Stimmt, da steht nichts das er das auch macht....
Grüße
Beitrag von manavgat - 27.01.12 - 13:37 Uhr
Der Verhaltenssatz ist in der Reihenfolge falsch.
Vorgesetzte muss immer zuerst stehen.
Erfordert Fähigkeiten usw. und dann kein Hinweis auf die Fähigkeiten dieses einen Mitarbeiters ist ein Hinweis auf Inkompetenz oder Unwillen.
Gruß
Manavgat
Beitrag von kaktuszahn - 27.01.12 - 19:17 Uhr
"Vorgesetzte muss immer zuerst stehen."
nicht so ganz- wenn man mit Kunden zu tun hat müssen diese an erster STelle sein.
Beitrag von manavgat - 27.01.12 - 19:24 Uhr
Nein, Du irrst.
In Zeugnissen ist den AGs der Satz hinreichend als Codierungsmöglichkeit bekannt.
Gruß
Manavgat
Beitrag von kaktuszahn - 27.01.12 - 19:39 Uhr
woher nimmst du das?
Beitrag von manavgat - 27.01.12 - 20:28 Uhr
aus meiner Arbeit in Personalabteilungen. Himmel, Herrgott.
Hasso kannst das Opfer wieder loslassen....
Gruß
Manavgat
Beitrag von kaktuszahn - 27.01.12 - 21:33 Uhr
warum wirst du so unhöflich?!
ich arbeite ebenfalls in einer solchen- zudem haben wir zwei anwälte in der firma deren fachgebiet arbeitsrecht ist - deine sichtweise ist mir völlig neu und daher fragte ich wie du darauf kommst.
Beitrag von terminor - 27.01.12 - 22:46 Uhr
Nein, da irrst Du. Und nur weil es bei Euch in der Perso so gehandhabt/gedeutet wird, ist es noch lange nicht richtig.
Beitrag von kaktuszahn - 28.01.12 - 13:12 Uhr
meintest du nun mich oder manavgat?
ich bin irritiert- denn ich kenne das so, dass man - sobald man kundenkontakt hat- im zeugnis dieses immer an erste stelle setzt.
Beitrag von terminor - 28.01.12 - 23:49 Uhr
ich meinte manavgat.
So wie Du es beschrieben hast, kenne ich es auch
Beitrag von kaaskop - 01.02.12 - 12:36 Uhr
Die Reihenfolge im letzten Satz ist richtig, wenn der Mitarbeiter in der Dienstleistung gearbeitet hat. Dann muss der Kunde an erster Stelle stehen, dann der Vorgesetzte und dann die Kollegen.

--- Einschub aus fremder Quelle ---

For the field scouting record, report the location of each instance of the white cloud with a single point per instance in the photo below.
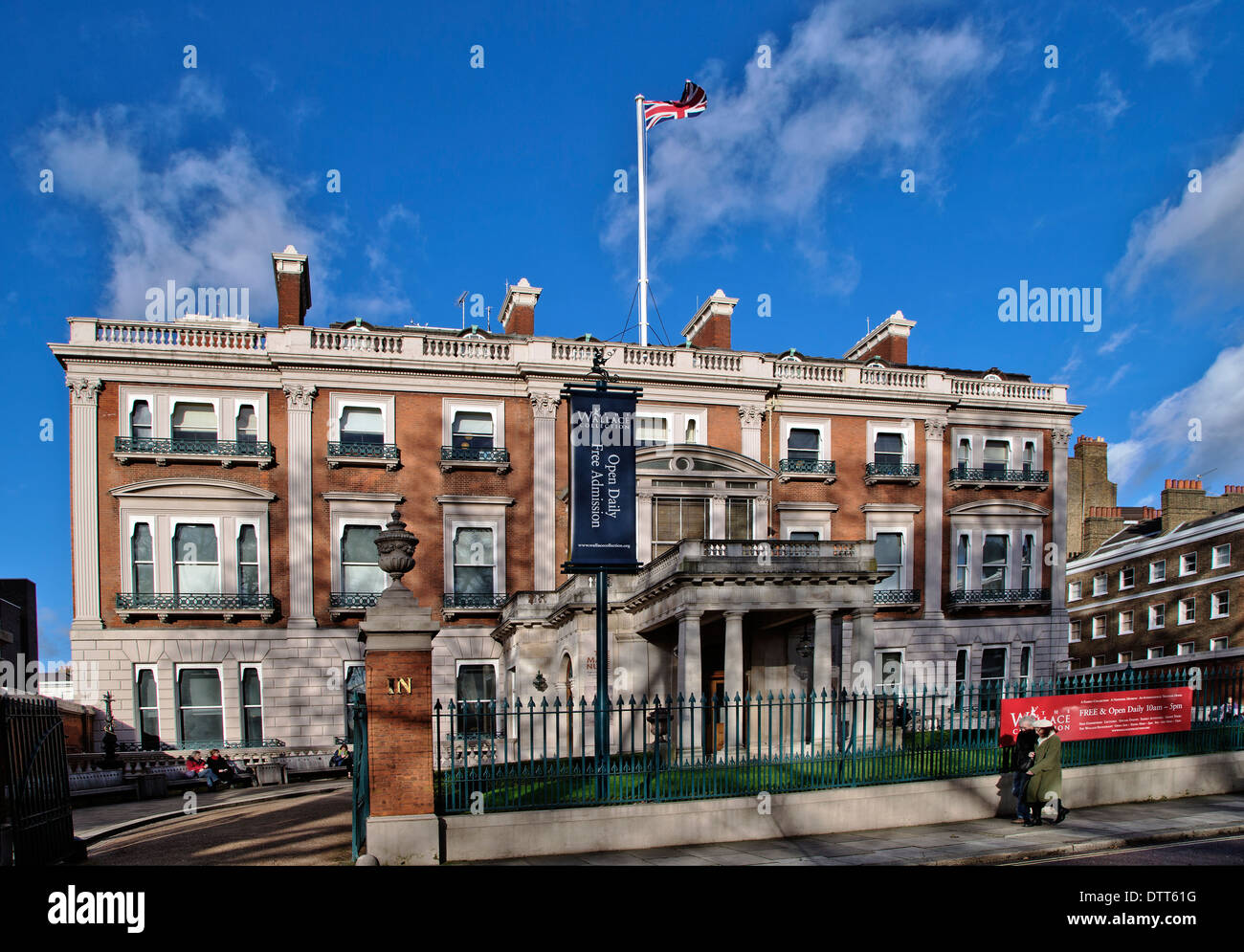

Die Formulierung "die Tätigkeit erfordert..." ist auch ganz gängig. Bin im Recruitment tätig und kann in der Bewerbung nichts Schlechtes lesen. Ist eine 2.
Schönen Gruß
Beitrag von .prinzesschen. - 27.01.12 - 13:32 Uhr
Für mich wäre dies auch eine gute zwei.
Mein Chef versteht auch nix von Arbeitszeugnissen und ruft einfach immer die vorherigen Chefs an und erkundigt sich. Wäre dies eine Möglichkeit?
LG
Beitrag von alexm1988 - 27.01.12 - 13:47 Uhr
"Die ihm übertragenen Aufgaben"- ich finde das hört sich an, als ob er nicht selbstständig arbeiten kann..
Beitrag von sugar653 - 27.01.12 - 13:51 Uhr
Das dachte ich auch schon, aber dann kommt ja dieser Satz
mit der erforderlichen Sorgfalt stets zu unserer vollen Zufriedenheit aus.
Beitrag von kaaskop - 01.02.12 - 12:38 Uhr
"Die ihm übertragene Arbeiten" ist absolut gängig und hat nix damit zu tun, ob jemand selbständig arbeiten kann.
In dem Zeugnis sind die regulären Formulieren benutzt. Das Problem ist, wenn man anfängt, ein Zeugnis eigenständig deuten zu wollen. Dann glaubt man immer, etwas Schlechtes zu finden.